A mente dos pessimistas atua como moscas. Voa atarantada, alternando percursos. Pousa em alimentos doces e nutritivos, e logo depois vai atrás de feridas, águas paradas e dejetos. Os negativistas reagem a uma coisa boa lembrando-se de críticas ou tentativas mal sucedidas, repetem sempre frases com mensagens desanimadoras.

Já a mente dos otimistas se assemelha à das abelhas: seu vôo é direcionado. Seja na busca do pólen, seja na produção do mel, as abelhas buscam benefícios para si e para as flores.

É esse estado de espírito que dá garra, ajuda na geração de idéias, torna as pessoas agradáveis aos olhos dos outros.

Você mostra um plano e ouve um ”não vai dar certo”, acompanhado de um nariz empinado? É terrível, não?

Talvez seu interlocutor apenas tentou visualizar os riscos de um projeto para evitá-los ou administrá-los.

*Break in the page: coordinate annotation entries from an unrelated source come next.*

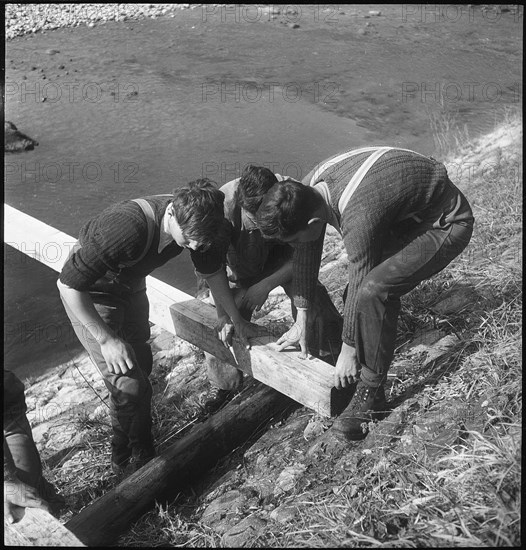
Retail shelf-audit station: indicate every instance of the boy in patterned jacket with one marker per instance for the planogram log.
(402, 220)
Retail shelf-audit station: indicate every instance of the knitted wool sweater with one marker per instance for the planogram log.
(119, 234)
(400, 185)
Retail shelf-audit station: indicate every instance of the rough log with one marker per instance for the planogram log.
(38, 528)
(103, 520)
(309, 382)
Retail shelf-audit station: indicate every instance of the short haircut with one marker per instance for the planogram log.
(286, 209)
(198, 209)
(255, 181)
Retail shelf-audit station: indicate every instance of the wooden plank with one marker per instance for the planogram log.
(52, 247)
(309, 382)
(102, 521)
(38, 528)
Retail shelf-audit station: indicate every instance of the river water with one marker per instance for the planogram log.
(137, 108)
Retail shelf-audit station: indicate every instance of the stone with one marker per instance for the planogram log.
(241, 535)
(283, 513)
(288, 477)
(224, 509)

Nesse caso você vai se beneficiar com as críticas

O perigo é o pessimista crônico, aquele que tende a apontar aspectos negativos para se sentir importante, evitar o sucesso alheio porque não quer se envolver com mudanças decorrentes de novas idéias.

O pessimismo pode ser contagioso. Toda vez que a mente humana absorve uma determinada forma de pensar, ela tende a repetir esse percurso. Assim, uma crítica negativa pode desencadear uma avalanche de condenações. Da mesma forma, quanto mais pessimistas forem as pessoas de um determinado meio, mais pessimistas elas ficarão.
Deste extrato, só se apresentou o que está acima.